An honest and fair reader is due an account of how the following manuscript came into my possession, so that he might properly judge the frankly fantastical story to be discovered therein, the veracity of which I, myself, am now reluctantly convinced despite my initial incredulity.
Having heard through the popular press of the now-infamous Horatio G. Bloomincracker, doctor of botany and prodigious collector of curious tribal artifacts, of his sudden disappearance 15 years ago and his unexpected re-emergence from the darkest India jungles, of the curious artifacts found in his possession and his simultaneous appointment to a chair at Oxford and a cell at Bedlam, and the subsequent and possibly related reduction of much of the Midlands to a smoldering crater, it was with some not mild trepidation that I received an invitation to meet the great man.

I am of some reputation as a botanist myself, as the reader is no doubt aware. Having traveled the world in an ongoing if so far futile attempt to obtain specimens of the legendary Walking tree of Dahomey, I am more acquainted than most scholars with the various lands and peoples of this fair globe. Thus, there is a logic to Dr. Bloomincracker’s decision to unburden himself to me. Such is my fate: to share his burden, and to make known his travails, as a cautionary tale to all of humanity.
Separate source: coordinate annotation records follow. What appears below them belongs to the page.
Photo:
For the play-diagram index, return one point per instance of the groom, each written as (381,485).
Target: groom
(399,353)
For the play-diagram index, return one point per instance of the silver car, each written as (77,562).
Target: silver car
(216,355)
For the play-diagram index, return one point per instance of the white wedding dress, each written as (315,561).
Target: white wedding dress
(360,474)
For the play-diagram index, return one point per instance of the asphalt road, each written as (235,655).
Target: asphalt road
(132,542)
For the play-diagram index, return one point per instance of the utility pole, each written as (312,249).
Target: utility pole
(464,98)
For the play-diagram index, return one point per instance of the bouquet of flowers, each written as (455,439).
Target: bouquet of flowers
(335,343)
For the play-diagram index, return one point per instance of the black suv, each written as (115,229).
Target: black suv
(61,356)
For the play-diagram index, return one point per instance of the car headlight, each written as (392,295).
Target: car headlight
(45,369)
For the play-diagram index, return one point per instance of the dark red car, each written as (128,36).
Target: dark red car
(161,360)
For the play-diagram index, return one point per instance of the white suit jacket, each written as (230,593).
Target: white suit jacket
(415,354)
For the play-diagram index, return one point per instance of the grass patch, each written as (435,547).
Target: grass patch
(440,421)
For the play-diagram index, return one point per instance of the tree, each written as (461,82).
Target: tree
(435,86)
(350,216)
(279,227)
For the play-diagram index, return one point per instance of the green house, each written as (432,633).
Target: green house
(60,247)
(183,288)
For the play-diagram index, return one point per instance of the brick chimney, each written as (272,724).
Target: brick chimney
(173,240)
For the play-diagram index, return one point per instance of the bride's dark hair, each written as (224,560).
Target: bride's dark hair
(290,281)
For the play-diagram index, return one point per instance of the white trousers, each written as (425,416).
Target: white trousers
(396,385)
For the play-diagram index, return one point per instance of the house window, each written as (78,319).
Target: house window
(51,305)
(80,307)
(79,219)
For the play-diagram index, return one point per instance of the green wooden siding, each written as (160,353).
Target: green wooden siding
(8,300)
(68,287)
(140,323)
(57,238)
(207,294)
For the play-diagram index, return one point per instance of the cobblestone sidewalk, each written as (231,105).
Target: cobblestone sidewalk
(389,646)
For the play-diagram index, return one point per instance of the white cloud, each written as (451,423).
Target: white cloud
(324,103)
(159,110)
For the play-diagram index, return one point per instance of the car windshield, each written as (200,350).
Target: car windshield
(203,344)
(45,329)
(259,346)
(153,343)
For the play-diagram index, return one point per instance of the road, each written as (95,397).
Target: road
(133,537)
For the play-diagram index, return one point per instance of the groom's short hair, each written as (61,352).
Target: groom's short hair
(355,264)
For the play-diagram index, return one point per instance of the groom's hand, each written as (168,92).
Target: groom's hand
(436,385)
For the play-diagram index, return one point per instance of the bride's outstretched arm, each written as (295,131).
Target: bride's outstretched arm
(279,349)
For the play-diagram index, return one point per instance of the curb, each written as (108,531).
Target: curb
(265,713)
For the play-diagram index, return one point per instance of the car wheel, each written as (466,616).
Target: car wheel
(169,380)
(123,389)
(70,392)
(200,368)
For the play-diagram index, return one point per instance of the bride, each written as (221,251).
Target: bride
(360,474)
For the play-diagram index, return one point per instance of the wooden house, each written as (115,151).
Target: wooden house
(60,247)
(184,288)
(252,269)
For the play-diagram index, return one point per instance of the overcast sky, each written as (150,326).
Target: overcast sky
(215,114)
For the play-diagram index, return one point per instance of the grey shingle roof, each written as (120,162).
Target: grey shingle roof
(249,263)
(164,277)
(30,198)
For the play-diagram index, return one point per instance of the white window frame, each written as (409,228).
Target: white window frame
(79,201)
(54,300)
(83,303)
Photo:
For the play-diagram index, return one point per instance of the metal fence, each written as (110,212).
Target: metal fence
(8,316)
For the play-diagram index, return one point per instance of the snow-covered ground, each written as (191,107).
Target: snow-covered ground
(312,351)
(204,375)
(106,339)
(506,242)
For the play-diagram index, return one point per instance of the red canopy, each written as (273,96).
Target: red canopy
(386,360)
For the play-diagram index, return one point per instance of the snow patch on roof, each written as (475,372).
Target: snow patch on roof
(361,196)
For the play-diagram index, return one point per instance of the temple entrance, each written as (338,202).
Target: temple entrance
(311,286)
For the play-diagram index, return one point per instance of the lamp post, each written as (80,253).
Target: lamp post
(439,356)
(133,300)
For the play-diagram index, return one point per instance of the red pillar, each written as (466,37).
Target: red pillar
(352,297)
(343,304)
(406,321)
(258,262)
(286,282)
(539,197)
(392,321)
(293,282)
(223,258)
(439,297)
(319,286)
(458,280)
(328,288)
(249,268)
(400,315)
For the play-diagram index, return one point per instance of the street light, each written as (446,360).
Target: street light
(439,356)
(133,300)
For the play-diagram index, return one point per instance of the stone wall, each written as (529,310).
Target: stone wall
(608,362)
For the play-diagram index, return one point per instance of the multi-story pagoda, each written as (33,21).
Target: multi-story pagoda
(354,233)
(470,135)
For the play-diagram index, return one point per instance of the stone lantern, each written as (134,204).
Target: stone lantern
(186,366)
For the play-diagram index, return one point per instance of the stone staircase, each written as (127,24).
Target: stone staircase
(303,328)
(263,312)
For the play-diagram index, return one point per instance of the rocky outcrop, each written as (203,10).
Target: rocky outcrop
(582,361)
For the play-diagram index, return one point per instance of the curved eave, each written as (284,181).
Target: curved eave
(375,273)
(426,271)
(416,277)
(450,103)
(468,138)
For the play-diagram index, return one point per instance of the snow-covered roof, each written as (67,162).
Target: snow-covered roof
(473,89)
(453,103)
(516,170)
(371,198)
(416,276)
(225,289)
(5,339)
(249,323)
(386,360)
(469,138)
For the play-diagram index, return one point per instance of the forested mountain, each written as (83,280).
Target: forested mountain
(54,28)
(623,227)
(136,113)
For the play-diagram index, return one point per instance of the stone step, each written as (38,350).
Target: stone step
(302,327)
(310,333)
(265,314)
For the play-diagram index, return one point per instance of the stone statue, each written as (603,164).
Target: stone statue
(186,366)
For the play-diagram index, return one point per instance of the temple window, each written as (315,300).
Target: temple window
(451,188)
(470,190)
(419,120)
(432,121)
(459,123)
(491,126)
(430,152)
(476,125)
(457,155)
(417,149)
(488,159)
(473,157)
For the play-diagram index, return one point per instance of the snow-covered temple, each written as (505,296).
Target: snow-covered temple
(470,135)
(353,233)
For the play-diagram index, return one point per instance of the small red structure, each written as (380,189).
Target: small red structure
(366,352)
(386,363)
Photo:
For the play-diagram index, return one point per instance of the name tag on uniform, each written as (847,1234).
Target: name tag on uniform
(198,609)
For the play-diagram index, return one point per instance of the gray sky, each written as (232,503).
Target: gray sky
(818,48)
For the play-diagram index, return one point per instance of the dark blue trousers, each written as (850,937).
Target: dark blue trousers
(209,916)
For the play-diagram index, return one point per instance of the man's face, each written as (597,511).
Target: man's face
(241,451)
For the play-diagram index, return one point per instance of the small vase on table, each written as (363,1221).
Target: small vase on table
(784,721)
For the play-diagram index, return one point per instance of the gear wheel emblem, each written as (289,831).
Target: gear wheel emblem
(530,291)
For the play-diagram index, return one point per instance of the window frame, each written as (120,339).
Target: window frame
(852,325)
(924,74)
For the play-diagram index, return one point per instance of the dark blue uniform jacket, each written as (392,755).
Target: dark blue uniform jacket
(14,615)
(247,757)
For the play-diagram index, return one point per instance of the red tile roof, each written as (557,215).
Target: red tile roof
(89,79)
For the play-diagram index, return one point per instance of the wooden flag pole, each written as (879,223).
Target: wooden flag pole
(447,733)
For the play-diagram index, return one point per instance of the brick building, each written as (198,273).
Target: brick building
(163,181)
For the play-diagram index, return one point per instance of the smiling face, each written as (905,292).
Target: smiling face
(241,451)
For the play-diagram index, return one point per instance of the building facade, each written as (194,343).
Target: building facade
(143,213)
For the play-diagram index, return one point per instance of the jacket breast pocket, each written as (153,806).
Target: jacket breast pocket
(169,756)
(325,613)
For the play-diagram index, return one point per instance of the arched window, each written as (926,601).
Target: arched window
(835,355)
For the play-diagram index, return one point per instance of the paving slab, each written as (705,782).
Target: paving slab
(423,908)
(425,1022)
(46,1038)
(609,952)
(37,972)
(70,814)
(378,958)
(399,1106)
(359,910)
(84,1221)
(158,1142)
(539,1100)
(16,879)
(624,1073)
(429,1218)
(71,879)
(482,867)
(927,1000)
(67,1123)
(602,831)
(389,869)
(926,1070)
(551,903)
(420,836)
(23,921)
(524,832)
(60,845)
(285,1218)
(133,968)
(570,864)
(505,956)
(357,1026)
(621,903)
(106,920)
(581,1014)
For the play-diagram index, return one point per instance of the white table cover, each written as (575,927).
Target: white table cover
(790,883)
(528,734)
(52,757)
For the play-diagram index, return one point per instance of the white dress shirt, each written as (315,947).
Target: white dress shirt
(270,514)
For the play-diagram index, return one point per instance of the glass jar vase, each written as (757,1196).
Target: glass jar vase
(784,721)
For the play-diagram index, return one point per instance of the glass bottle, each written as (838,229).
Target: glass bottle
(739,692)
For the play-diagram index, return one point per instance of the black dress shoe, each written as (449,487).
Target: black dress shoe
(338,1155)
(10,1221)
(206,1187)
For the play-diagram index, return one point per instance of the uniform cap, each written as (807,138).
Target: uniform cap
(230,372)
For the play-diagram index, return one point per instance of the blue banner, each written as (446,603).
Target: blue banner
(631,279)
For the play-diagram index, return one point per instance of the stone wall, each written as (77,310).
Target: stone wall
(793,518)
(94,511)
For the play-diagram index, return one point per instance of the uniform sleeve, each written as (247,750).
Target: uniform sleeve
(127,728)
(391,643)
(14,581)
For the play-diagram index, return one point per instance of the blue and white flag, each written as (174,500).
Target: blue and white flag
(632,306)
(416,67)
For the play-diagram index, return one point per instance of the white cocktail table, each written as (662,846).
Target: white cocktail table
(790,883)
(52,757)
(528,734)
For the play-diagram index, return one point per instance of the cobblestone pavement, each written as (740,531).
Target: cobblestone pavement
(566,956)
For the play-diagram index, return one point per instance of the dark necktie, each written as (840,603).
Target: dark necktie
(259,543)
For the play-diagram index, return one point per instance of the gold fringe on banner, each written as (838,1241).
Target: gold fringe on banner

Bedlam was chosen for the fateful meeting, as Oxford was all booked up. I was shown to a large and not unpleasant anteroom with a lovely view of the lawn and the howling psychotics that peopled it, not so unlike similar facilities at Oxford. I had heard Dr. Bloomincracker’s health had been failing, which would hardly surprise any reader who knew the tale.
The great man entered the room on the arm of the Dean of Divinity, a Reverend Schoppinvax, who steered him into a chair facing mine. After the briefest of introduction, the good Reverend made his departure as if his hair were on fire.
Dr. Bloomincracker appeared before me as a glorious ruin. A man who in his youth had first made his name as a bear wrestler was now withered and hunched, although not yet 50 years of age. His once thick black hair was reduced to a motley of grey thatch and bare, splotched pate; his once imposing frame a twisted hulk; his fine broad forehead as lined as a map of Khartoum; his expressive lips and strong chin now hidden behind a wooly mustache and a goat’s beard. His attire had suffered in a similar manner: what had been once proper morning dress was now a wrinkled, grease stained mockery.
His notorious blue eyes, rumored to have had a dramatic effect on both truculent natives and the weaker sex, were now watery and reddened, and focused, it seemed, at two different distances behind, above and to the right of my face.
Without further ceremony, he reached into his waistcoat and produced a bundle of withered banana leaves, upon which were scribbled, perhaps in Sanskrit but certainly in wax pencil, something utterly inscrutable.
“Read this!” he demanded. A look of confusion must have passed over my face, but the good doctor did not seem to notice. Instead, he again stuck a hand into his waistcoat and produced a small package wrapped in a scrap of cloth.
“Would you like to see the Artifact?” He thrust the package at me without waiting for the answer. I took it gingerly in hand, and unwrapped it as the doctor fidgeted eagerly.
The cloth disgorged into my palm a small metallic oblong about the size of a robin’s egg. On each side was carved a squatting frog-god, on one side with eyes and mouth gaping, on the other with them closed. The remaining surface was curiously graven everywhere with indecipherable runes. A blood red and unshaped gem was savagely afixed to one end. I was struck with fear: it looked for all the world like a trinket one might pick up at a country fair, albeit from a country with very poorly developed aesthetics. I felt a sudden urge to toss the Artifact out the window, but feared I might harm one of the psychotic with which the lawn below was thick.
Before I could speak, the good doctor began telling me the tale that follows.
This is exactly what I was talking about in my post about The Invisible Character.
Didn’t see an obvious search function on your blog – could you point me to this post? Thanks!
https://mishaburnett.wordpress.com/2018/11/11/the-invisible-character/
Thanks, good essay. I had just picked up a A. Merritt story, don’t remember which one, which began in a very similar way to my little exercise (although less over the top). I was thus inspired.
They sure knew how to write in the 19th century.
😉 Although. on a given day, Vance sounds a lot like this as well.
A bit like the beginning of “The Venus of Azombeii” by Clark Ashton Smith.